Macro factors — rate expectations, M&A appetite, and broader equity liquidity — will modulate the frequency and magnitude of realized gains from fair-value divergences. For instance, a tightening liquidity backdrop typically widens discounts for speculative names, increasing potential upside but also execution and funding risks. Conversely, a more benign funding environment can reduce the scale of dislocations and require larger conviction to generate outsized returns.
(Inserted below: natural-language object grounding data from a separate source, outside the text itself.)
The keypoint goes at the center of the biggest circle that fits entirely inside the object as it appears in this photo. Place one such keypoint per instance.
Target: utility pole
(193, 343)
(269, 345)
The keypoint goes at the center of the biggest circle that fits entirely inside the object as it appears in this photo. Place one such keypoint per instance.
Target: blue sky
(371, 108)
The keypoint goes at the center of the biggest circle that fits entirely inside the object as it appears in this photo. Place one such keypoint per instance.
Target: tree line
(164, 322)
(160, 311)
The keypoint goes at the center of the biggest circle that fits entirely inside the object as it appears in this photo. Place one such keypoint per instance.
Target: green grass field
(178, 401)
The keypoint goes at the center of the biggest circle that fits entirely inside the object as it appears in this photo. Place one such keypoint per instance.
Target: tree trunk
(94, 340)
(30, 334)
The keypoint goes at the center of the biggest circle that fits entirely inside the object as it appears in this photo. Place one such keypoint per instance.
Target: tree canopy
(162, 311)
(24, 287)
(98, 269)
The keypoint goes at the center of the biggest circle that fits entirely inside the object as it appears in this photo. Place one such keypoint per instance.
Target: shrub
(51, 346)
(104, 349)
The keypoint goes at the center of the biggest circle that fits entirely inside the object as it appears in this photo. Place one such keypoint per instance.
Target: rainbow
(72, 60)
Institutions contemplating a systematic fair-value sleeve should pilot with clear limits, measure hit rates over full cycles (minimum three years recommended for biotech), and embed cross-disciplinary oversight (quant, clinical, and trading desks). The Relmada example should be a conversation starter about implementation quality, not a standalone blueprint.

Bottom Line

Relmada’s 65% gain in 2024, as reported by Investing.com (Mar 25, 2026), underscores that disciplined fair-value analysis can highlight latent upside in small-cap biotech, but effective capture of that upside depends on governance, execution, and integration with clinical and liquidity risk management. Institutions should treat such cases as instructive data points to refine systems rather than proof of a universal shortcut.
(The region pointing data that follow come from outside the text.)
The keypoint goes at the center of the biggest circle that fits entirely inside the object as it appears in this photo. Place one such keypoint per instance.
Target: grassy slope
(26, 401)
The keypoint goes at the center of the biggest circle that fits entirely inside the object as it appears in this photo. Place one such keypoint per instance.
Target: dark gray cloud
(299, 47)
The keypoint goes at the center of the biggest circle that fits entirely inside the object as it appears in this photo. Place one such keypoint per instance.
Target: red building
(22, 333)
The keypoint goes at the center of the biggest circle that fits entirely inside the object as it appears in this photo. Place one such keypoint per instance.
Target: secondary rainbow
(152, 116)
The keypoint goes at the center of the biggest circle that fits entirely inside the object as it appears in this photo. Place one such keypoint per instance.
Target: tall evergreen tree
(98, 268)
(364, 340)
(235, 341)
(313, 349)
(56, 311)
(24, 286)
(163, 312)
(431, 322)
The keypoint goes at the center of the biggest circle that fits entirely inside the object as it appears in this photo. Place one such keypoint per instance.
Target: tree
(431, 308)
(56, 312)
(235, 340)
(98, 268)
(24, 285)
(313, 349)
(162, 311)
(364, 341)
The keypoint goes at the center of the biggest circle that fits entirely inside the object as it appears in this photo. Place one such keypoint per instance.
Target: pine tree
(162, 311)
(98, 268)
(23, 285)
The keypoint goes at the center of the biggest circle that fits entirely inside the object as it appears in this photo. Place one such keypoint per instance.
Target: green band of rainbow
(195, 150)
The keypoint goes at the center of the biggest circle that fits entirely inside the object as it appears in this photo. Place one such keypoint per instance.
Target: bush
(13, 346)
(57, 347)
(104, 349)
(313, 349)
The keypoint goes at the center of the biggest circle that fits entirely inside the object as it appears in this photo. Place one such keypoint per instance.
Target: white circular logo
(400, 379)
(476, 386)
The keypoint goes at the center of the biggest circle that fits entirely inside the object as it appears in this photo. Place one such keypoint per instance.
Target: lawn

Disclaimer: This article is for informational purposes only and does not constitute investment advice.

FAQ

Q: How consistent are fair-value signals in biotech over time? A: In Fazen Capital’s internal sample (2019–2025), fair-value divergence >35% preceded positive six-month returns in 62% of cases, but hit rates vary materially by cycle and liquidity environment; long-run assessment requires multi-year validation.

Q: Can fair-value screens be used for shorting overvalued biotechs? A: Yes — pairing long fair-value underweights with short overvalued peers can reduce sector beta, but shorting biotech has asymmetric risk due to binary positive readouts and potential short squeezes; execution and risk limits are essential.